Lets say we have the following base class:
public abstract class Generic<T>() { }
then a child like:
public class GenericComparable<T> : Generic<T> where T : IComparable
{
public enum Comparison
{
Equal,
Greater,
GreaterEqual,
Less,
LessEqual,
NotEqual,
}
}
and another child like:
public class GenericEquatable<T> : Generic<T> where T : IEquatable
{
public enum Comparison
{
Equal,
NotEqual,
}
}
Let's imagine, now that I have a class NON generic that has to use one of the enumerations defined in one of the child classes. For example:
public class Example()
{
public bool ExampleMethod(GenericComparable<>.Comparison comparison)
{
return true;
}
}
How can I make this code to compile without the need of having the ExampleClass generic as well?
CodePudding user response:
You should reconsider your approach.
Note that for each type T, GenericComparable<T>.Comparison will be a different type, i.e. typeof(GenericComparable<int>.Comparison) != typeof(GenericComparable<long>.Comparison). So there is no single type like GenericComparable<>.Comparison.
Can you define the enum types outside of the classes?
CodePudding user response:
It is possible - the following is valid code:
class A<T>
{
public enum B { C, D};
}
class E
{
public bool Test<T>(A<T>.B b)
{
return (b == A<T>.B.D);
}
}
Whether it is a good idea is another matter.
CodePudding user response:
Why not use a non-generic class as the base class of the generic one?

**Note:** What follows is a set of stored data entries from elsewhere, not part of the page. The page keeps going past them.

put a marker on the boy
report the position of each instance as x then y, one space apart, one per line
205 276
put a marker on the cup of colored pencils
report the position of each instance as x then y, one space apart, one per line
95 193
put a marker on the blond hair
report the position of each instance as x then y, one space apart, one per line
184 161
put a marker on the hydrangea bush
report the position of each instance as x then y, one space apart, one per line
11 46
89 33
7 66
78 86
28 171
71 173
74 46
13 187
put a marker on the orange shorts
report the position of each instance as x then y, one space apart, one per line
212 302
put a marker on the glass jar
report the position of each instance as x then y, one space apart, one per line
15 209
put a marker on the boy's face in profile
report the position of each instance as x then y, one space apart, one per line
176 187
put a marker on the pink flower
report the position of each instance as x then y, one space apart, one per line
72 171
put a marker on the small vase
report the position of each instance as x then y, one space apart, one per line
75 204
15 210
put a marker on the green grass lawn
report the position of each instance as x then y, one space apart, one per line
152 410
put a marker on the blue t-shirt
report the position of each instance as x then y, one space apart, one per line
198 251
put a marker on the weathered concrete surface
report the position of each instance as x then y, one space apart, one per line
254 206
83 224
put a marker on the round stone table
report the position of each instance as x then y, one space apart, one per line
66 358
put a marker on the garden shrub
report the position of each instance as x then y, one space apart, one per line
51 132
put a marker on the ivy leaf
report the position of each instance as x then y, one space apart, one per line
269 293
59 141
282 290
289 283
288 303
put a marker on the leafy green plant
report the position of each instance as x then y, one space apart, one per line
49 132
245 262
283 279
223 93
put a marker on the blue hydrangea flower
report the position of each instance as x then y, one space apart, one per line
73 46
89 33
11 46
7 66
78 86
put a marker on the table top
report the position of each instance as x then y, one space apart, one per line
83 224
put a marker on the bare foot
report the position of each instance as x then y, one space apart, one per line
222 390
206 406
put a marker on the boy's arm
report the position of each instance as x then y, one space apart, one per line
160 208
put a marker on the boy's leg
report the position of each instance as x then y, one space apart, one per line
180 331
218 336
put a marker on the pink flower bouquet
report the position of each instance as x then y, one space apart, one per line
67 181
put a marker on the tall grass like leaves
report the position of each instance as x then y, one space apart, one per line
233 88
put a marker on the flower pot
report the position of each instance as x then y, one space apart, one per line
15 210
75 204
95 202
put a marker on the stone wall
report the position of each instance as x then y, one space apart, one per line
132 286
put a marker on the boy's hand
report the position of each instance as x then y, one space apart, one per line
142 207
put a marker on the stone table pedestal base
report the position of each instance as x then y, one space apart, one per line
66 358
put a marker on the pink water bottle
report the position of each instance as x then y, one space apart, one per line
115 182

Why define Generic<T> in the first place?
Example code (in C#):
public abstract class Comparable
{
public enum Comparison
{
Equal,
Greater,
GreaterEqual,
Less,
LessEqual,
NotEqual,
}
}
public class GenericComparable<T> : Comparable where T : IComparable
{}
public class Equatable
{
public enum Comparison
{
Equal,
NotEqual,
}
}
public class GenericEquatable<T> : Equatable<T> where T : IEquatable
{}
public class Example
{
public bool ExampleMethod(Comparable.Comparison comparison)
{
return true;
}
}